Diarios de Moria. Escaramuza con sorpresa.

Tal y como comenté, esta mañana me libré de la pesada cota de malla y de las botas para husmear por Moria en busca de la guarida de Azog. Colgué del cinturón dos hachas cortas y una daga, y me cubrí con capa de capucha sobre camisola larga y pantalón liviano de piel. Decidí ir descalzo, en vez de cubrirme los pies con trapos, para no correr el riesgo de trabarme con ellos.
Al salir me fijé que las ardillas que dejé en el pasillo la noche anterior habían desaparecido. Rogué a Mahal para que, cuando encontrase al orco, éste estuviese vomitando sangre por haberse tragado las anillas de cota de malla. Pero no hubo suerte. Un poco más adelante estaban las ardillas pisoteadas en el suelo. No se las había comido. Así que, decepcionado, seguí su rastro.
Las pisadas del orco me llevaron muy abajo, a niveles dónde yo aún no había estado. Maldije mi propia estampa por no haber previsto llevar una tea. No era mi zona y no estaba iluminada. Tuve que volver sobre mis pasos y agenciarme una. Con la tea en mano iba a pasar tan desapercibido como una bandada de luciérnagas en una noche sin luna. Pero no me quedaba más remedio, soy un enano, no un topo.

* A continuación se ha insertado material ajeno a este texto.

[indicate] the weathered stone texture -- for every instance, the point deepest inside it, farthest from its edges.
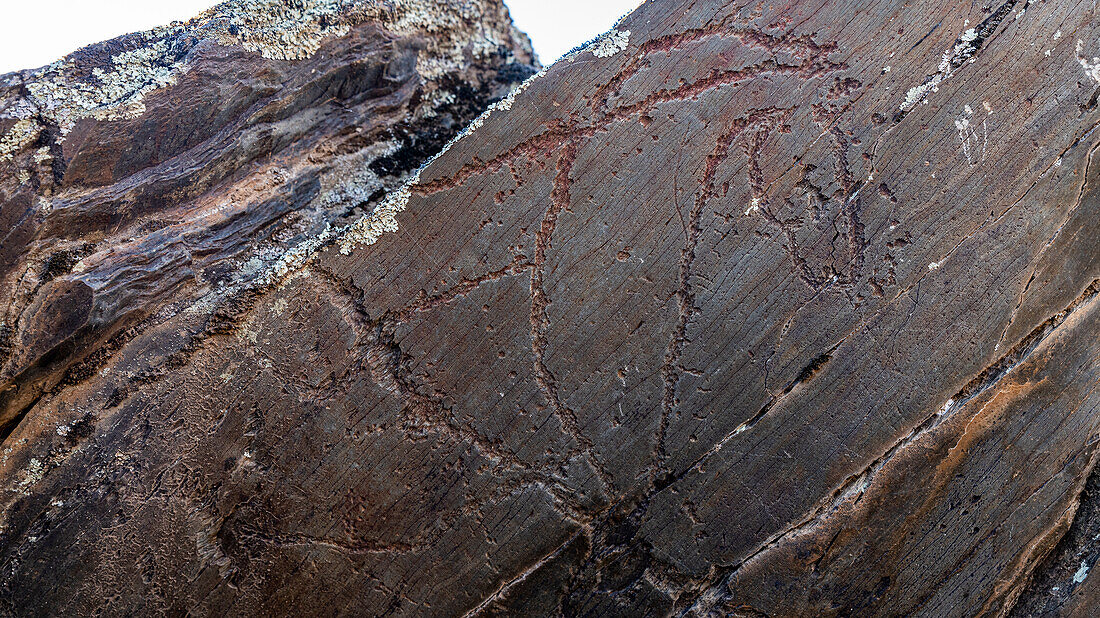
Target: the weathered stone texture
(783, 309)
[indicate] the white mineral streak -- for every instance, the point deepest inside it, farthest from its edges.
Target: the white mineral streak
(1091, 67)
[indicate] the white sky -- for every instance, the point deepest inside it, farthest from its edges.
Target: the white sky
(26, 41)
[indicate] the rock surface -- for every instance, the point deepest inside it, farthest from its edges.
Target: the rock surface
(783, 309)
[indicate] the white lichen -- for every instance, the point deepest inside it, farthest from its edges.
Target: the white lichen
(963, 51)
(370, 228)
(611, 43)
(21, 134)
(1082, 572)
(285, 30)
(1091, 67)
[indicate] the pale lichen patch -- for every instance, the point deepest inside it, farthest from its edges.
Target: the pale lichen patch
(370, 228)
(611, 43)
(963, 51)
(1091, 67)
(22, 134)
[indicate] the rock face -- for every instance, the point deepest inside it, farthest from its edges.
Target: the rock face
(782, 309)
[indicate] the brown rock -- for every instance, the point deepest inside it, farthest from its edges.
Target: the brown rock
(737, 310)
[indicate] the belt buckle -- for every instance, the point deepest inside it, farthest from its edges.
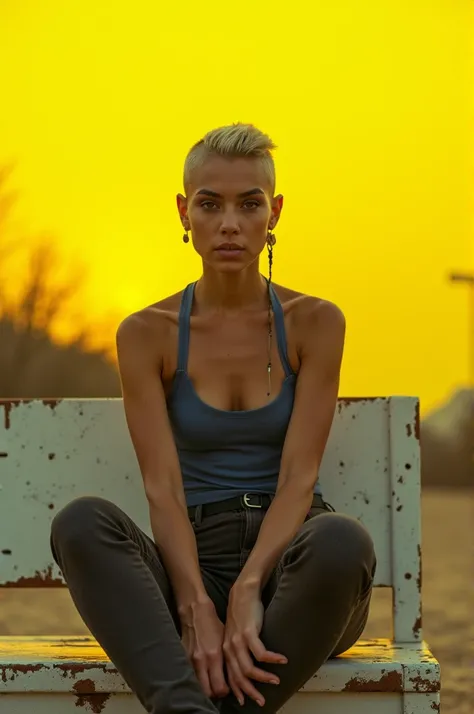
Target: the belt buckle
(246, 497)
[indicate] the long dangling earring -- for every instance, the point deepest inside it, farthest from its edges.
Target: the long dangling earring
(271, 240)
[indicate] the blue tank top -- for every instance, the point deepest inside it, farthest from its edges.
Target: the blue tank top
(228, 453)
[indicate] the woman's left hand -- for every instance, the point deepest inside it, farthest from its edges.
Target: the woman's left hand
(241, 640)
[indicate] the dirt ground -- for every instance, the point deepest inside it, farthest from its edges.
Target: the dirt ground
(448, 599)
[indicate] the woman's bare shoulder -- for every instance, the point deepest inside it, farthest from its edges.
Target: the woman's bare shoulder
(301, 305)
(152, 323)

Avancé por los túneles con precaución. El rastro del orco era claro; no se preocupaba de disimularlo. En un recodo -pendiente como estaba de verle aparecer en cualquier momento- pisé una de sus deposiciones. Un olor nauseabundo se desprendió del excremento cuando lo aplasté contra el suelo. Las arcadas que me produjo llevaron a mi estómago a deshacerse del desayuno. Continué como pude apestando a orco en descomposición.
Tras mucho caminar vislumbré un resplandor débil al final de uno de los túneles. Apagué la tea, la dejé en el suelo, y continué avanzando agazapado.
Me asomé con cautela a la sala de donde provenía la luz. Vi al orco, tumbado cuán largo era, boca abajo en el suelo dormido como un tronco. A su lado, bajo una antorcha encendida, estaba encadenado a la pared un mediano. No paraba de moverse. Era un amasijo de nervios con los pies grandes y peludos.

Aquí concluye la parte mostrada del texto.